We expect the number of ratings by citizens to increase with the development of the GSES, and propose the first hypothesis as follows:

H1: The number of ratings by citizens will increase with the development of the GSES.

2.2.2 Providers

As for the providers, in traditional public encounters, public services are provided by frontline public officials and self-service machines in government buildings. However, as for digital encounters, artificial intelligence (AI) could provide services. For example, many government hotline operators in China are robots.

The use of AI by public service providers reduces the psychological costs of individuals. Previous evidence points to unfair and inefficient services that street-level bureaucracy intentionally provides (Barnes & Henly, 2018; Peeters et al., 2018). When confronted with such unfair treatment, citizens may have negative perceptions. However, when services are administered by AI robots, their non-discriminatory attitude will reduce the psychological burden that individuals face, which will also facilitate citizens’ satisfaction with government.

2.2.3 Interactions

Concerning the interaction between frontline officials and citizens, traditional public encounters occur through limited media and settings, including face-to-face, telephone, mobile SMS, and even letters. As governments all around the world begin to apply modern technologies in the provision of public services, in addition to the traditional ways, citizens can interact with the government through official websites, apps, and even social media (e.g., WeChat, Alipay, and Twitter).

The phenomenon is deeply rooted in the change in interaction settings. Traditional public encounters typically take place in government offices or agency buildings. Besides, in some regions, local people can pay for public services (such as paying electricity and water bills) at convenience stores because the government has excellent collaborations with enterprises.
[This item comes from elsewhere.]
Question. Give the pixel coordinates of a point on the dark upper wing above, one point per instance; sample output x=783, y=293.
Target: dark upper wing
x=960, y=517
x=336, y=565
In addition, some public encounters take place in citizens’ homes. As for digital encounters, citizens can easily interact with government officials through computers and mobile phones.

With the change of interaction settings from physical to virtual, learning costs, psychological costs, and compliance costs faced by individuals will all be reduced. Citizens can browse related information online whenever they want, which hugely lessens the learning costs (Herd et al., 2013). In addition, the self-service process on social media and online platforms lowers the chances of experiencing negative feelings due to burdensome face-to-face contact with street-level bureaucracy. Furthermore, digital platforms allow the submission of digital instead of paper materials (Brown et al., 2021), thereby reducing compliance costs.

2.2.4 Duration

Regarding timing, traditional public encounters could only occur during office hours. However, with the help of ICTs, citizens can interact with the government at any time through the internet. Changing the timing from office hours to any time eliminates compliance costs. For example, individuals do not have to go to government buildings weekly just to submit an application form. More seriously, in real-life situations, when citizens apply for a public service offline, if any provided application materials are missing, it is necessary to redo the paper materials. Sometimes it takes four to five trips to a government agency during office hours just to successfully submit a public service application, which badly squeezes working time. The added flexibility hugely decreases the compliance costs faced by office workers.
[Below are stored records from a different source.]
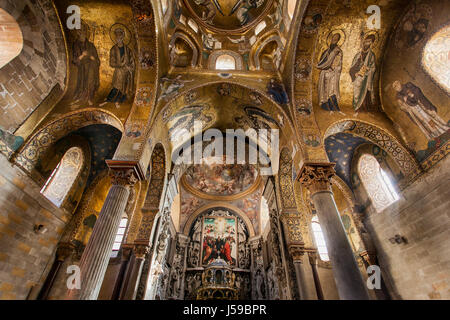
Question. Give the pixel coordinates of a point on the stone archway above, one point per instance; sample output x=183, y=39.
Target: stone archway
x=406, y=162
x=29, y=155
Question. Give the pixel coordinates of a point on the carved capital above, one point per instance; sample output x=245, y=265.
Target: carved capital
x=123, y=177
x=317, y=176
x=369, y=257
x=64, y=251
x=140, y=251
x=297, y=252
In summary, with the digital transformation of public encounters, the initiator, provider, interaction, and timing of citizen–government interaction have undergone massive shifts towards a low-burden approach, as shown in Fig. 3. Citizens can save money and time owing to public services being provided by digital interfaces. The administrative burden faced by individuals is primarily reduced by the digital transformation of citizen–government interaction.
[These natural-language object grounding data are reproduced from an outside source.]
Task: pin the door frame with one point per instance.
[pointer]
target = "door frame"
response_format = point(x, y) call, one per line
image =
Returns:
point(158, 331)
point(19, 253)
Will the reduction of administrative burden by digital interfaces facilitate citizens’ behavior of making evaluations? Practically speaking, eliminating administrative burden could directly enhance the willingness and possibility of citizens to participate in public encounters and improve citizen satisfaction. For example, previous research shows that reduced administrative burden increases health care service take-up (Herd et al., 2013). Evidence has also been found in the area of animal welfare that burdensome paperwork results in farmers failing to comply with statutory requirements (Escobar & Demeritt, 2016).

Fig. 3
figure 3

Linkage of public encounters and administrative burdens

Consistent with past studies, as a type of citizen–state interaction, we expect digital transformation to facilitate citizens’ behavior of making ratings in the following ways.

First, as for interaction settings, instant evaluation after real experience makes evaluation an easy task without extra effort to recall or check for related information. There is often a considerable time lag between traditional paper or SMS evaluations and public service delivery, resulting in increased learning costs for evaluations by citizens. When evaluations are transformed from conventional to digital channels, after receiving public services, the system will pop up an evaluation window on websites, apps, and social media, making the evaluations a no-brainer process and lowering the learning cost.

Figure 4 shows the digital interface of a government app. Citizens only need to click the digital button to choose one option from the five-point Likert scale, which reduces their compliance burden to the least.

Fig. 4
figure 4

Digital interface of evaluations by citizens

The second concern is the interaction settings. Compared with face-to-face evaluations, online ratings hugely reduce the psychological costs faced by individuals. When confronted with terrible services, some citizens are afraid to give bad face-to-face evaluations for fear of reprisals. For example, news in 2021 showed that a man ordered a takeaway and gave a bad delivery rating. After the evaluation, the deliveryman came to his apartment to bargain with him. This real-life story reveals the psychological burdens of a face-to-face assessment. However, anonymous online evaluation protects the personal information of individuals, which reduces psychological burdens.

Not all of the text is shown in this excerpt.